As part of the promotion, Prevention's "The Healthy Cook -- The Illustrated Kitchen Guide," was given as a door prize. The book was also featured prominently on the selling floor.
New York-based Random House, for the past three years, has been running a health and wellness book promotion, from January to April in supermarkets. This program involves a variety of floor displays containing the publishers' best-selling health and wellness books. Last year, the promotion resulted in a 50% increase in sales of the books, as compared with the previous year, according to a company spokesperson.
Improved merchandising of health books by supermarkets is driving sales increases not only on the reading racks, but in other core grocery sections as well.
Mark Slater, president of Newmark Media in Addison, Ill, a specialist in the distribution of health and diet books in supermarkets and natural food stores, said these books help sell other products as well.
"We schedule many promotions to tie in with national promotions of certain foods," said Slater. "Consumers are becoming more aware of the health value of soy and soy products.
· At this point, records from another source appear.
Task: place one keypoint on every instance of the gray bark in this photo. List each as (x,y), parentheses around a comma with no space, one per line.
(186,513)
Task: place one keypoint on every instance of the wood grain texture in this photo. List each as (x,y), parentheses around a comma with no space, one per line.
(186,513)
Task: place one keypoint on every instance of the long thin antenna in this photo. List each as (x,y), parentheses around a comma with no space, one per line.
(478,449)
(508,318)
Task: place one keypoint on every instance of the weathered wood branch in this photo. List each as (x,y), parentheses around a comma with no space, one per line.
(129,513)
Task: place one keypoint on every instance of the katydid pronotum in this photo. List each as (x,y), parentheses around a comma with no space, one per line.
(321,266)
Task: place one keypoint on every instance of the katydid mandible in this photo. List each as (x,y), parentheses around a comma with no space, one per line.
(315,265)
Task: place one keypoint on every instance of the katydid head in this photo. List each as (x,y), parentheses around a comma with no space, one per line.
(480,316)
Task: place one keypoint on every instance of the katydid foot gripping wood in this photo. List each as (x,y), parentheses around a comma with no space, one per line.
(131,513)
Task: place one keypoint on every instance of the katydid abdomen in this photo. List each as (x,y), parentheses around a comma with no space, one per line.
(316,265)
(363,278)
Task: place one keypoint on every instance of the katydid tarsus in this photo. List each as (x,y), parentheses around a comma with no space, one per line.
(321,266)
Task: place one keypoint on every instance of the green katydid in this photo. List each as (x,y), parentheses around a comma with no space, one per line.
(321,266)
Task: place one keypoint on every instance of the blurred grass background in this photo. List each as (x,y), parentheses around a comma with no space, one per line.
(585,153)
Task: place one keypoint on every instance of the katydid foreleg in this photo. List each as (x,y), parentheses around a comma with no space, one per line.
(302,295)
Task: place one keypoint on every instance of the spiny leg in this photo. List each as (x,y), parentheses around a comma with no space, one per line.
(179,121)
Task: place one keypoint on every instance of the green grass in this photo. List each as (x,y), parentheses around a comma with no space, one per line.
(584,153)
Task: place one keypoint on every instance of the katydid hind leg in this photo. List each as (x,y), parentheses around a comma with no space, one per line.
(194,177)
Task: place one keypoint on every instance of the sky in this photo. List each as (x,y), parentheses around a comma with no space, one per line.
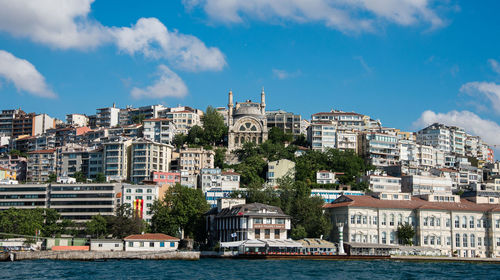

April is National Soy Month, and we are putting together a floor display of books dealing with tofu and soy.
"Books that perform best are those that are about healthy cooking, and those that are about certain health problems like diabetes and chronic fatigue," said Slater. One category showing strong interest is juicing, he noted.
Among the best-selling titles that Newmark distributes to supermarkets are: "Tofu Cookery," "Tofu Quick and Easy," "Your Organic Kitchen," "Dr. Atkins Quick & Easy Diet Cookbook," "What Your Doctor May Not Tell You about Menopause," "Eat Right 4 Your Own Type," "Art of Cooking for the Diabetic," "Juicing for Life" "Chronic Fatigue," and "Fibromyalgia."
Slater said that books are usually merchandised in stores by integrating them with other products, or in those stores that are embracing whole health, especially those utilizing a store-within-a-store format.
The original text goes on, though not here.